Hal demikian adalah wajar adanya. 

Sejak zaman kolonial hubungan antara adat dan agama menjadi bahan penelitian bagi sarjana sosial dan hukum pada saat itu. Walaupun sebenarnya tujuan hanyalah untuk kepentingan praktis guna mendukung kebijakan pemerintah kolonial (baca khusus Belanda).

Ambil saja contoh nya hasil penelitian dari Prof. Keyzer dan Prof. Van den Bosch, yang akhirnya menghasilkan suatu tempat teori yang cukup terkenal dan populer di kalangan praktisi maupun teotisi yaitu Teori Receptio in Complektio.

Yang mengatakan Adat budaya dari suatu komunitas masyarakat di warnai oleh agama yang mereka anut (catatan teori ini berkembang mendapat bantahan dari Snouck Hurgronje dan dilanjuti oleh Hazairin).
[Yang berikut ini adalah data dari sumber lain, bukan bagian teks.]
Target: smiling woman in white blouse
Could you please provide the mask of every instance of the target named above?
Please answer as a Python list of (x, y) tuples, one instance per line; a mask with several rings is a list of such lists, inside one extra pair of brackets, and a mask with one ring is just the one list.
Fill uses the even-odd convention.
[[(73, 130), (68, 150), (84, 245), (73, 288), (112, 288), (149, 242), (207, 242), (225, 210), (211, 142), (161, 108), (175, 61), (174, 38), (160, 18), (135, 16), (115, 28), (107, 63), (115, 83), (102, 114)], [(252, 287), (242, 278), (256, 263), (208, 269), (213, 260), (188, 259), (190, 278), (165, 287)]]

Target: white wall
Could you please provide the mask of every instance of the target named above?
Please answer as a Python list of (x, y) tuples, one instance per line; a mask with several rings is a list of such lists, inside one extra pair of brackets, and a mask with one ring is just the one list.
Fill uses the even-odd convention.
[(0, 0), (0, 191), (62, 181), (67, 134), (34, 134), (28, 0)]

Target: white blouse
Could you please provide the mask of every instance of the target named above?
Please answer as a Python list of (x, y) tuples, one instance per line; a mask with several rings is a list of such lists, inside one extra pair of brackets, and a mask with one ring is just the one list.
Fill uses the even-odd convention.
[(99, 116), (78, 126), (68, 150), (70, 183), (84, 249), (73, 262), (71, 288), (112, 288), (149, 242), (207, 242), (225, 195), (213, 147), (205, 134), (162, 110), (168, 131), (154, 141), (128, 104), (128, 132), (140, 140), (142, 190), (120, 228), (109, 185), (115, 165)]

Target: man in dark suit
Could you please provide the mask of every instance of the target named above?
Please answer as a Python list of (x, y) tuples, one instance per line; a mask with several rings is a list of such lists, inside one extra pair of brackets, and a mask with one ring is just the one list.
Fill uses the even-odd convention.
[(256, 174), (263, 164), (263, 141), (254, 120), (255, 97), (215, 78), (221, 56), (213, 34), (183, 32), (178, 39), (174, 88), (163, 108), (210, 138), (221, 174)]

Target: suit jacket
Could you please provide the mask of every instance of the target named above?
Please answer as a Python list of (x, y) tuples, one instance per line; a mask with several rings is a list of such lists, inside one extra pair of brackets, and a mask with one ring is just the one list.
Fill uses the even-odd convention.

Dampak teori Van den Bosch tersebut salah satu contohnya adalah SIMBUR CAHAYA (penulis nyebutnya KOMPILASI - Koesno). Zaman kolonial dan memang Simbur Cahaya diterbitkan dan dicetak atas instruksi Van den Bosch tersebut (lihat kata pengantar dari dua terbitan tahun 1854, dan 1927).

Dan terakhir dapat kita baca rumusan hasil simposium Nasional Hukum Adat di Fakultas Hukum Universitas Gadjah Mada Yogyakarta, tahun 1974, berbunyi

Hukum Adat adalah hukum asli Indonesia yang tidak tertulis dalam bentuk perundangan undangan dan mendapat pengaruh agama.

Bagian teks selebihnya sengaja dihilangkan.